1. A method for suppressing the incorporation of calcium into chondrocytes or the calcification of cartilage and subchondral bone, comprisingadministering to a patient suffering from a disease that involves the destruction and degeneration of articular cartilage tissue, a therapeutically effective amount of a parathyroid hormone related peptide (PTHrP) or a PTHrP derivative substance comprising amino acids 1-34 of PTHrP.

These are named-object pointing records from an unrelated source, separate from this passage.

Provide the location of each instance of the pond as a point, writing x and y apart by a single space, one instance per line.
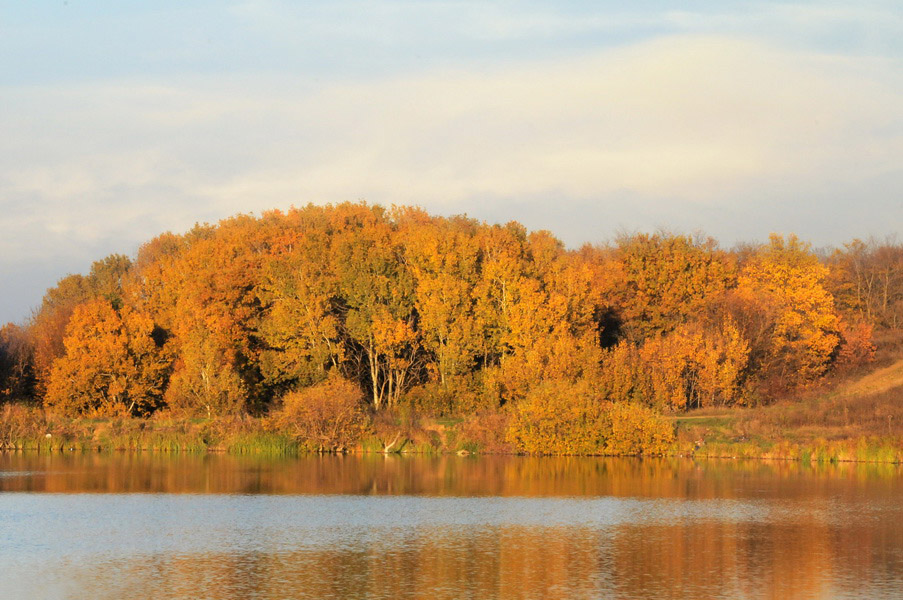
146 525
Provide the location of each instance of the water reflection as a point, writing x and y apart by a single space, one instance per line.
401 527
441 476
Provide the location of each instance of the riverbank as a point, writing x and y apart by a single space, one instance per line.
859 419
856 420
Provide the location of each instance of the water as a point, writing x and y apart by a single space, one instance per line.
182 526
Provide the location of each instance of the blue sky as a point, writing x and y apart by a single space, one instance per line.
123 120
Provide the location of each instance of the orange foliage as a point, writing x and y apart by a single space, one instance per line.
329 416
112 364
788 279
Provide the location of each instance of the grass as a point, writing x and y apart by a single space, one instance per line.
858 420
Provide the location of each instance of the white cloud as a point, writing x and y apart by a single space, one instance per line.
685 121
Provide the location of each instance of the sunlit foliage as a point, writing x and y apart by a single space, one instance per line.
451 317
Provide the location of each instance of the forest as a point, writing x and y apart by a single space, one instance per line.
334 324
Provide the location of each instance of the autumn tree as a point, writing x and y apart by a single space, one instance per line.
16 364
377 291
669 279
444 259
112 364
786 281
300 327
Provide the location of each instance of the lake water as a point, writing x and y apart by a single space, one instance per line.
186 526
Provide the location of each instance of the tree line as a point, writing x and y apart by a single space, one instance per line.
450 316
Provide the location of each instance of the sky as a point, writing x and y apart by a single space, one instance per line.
119 121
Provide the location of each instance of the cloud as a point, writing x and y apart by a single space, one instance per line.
685 128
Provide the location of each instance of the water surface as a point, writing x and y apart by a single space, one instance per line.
187 526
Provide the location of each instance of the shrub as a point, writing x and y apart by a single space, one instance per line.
329 416
569 418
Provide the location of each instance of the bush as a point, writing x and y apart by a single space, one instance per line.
484 432
329 416
569 418
635 430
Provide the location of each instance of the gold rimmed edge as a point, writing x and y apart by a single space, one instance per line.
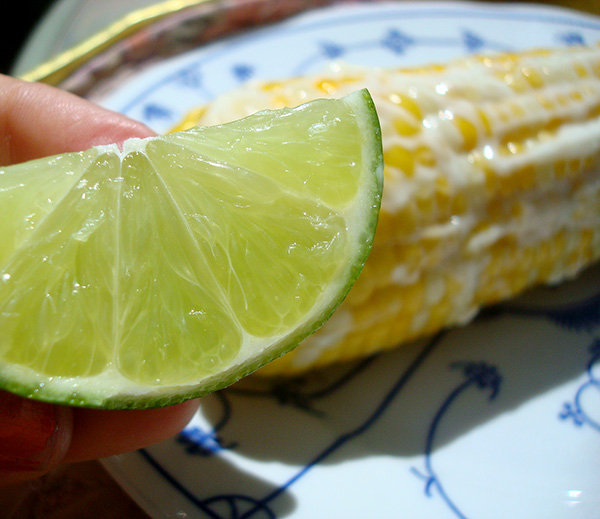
58 68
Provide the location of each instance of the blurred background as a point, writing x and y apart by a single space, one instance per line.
18 28
42 29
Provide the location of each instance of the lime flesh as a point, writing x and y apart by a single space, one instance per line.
143 276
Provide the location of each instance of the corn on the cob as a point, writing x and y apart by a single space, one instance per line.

2. The method according to claim 1, wherein said disease that involves the destruction and degeneration of articular cartilage tissue is osteoarthritis.

3. A method for suppressing the formation of type X collagen in cartilage, subchondral bone or chondrocytes, comprisingadministering to a patient suffering from a disease that involves the destruction and degeneration of articular cartilage tissue, a therapeutically effective amount of a parathyroid hormone related peptide (PTHrP) or a PTHrP derivative substance comprising amino acids 1-34 of PTHrP.

4. The method according to claim 3, wherein said disease that involves the destruction and degeneration of articular cartilage tissue is osteoarthritis.

5. A method for suppressing the alkali phosphatase activity in cartilage, subchondral bone or chondrocytes, comprisingadministering to a patient suffering from a disease that involves the destruction and degeneration of articular cartilage tissue, a therapeutically effective amount of a parathyroid hormone related peptide (PTHrP) or a PTHrP derivative substance comprising amino acids 1-34 of PTHrP.

6. The method according to claim 5, wherein said disease that involves the destruction and degeneration of articular cartilage tissue is osteoarthritis.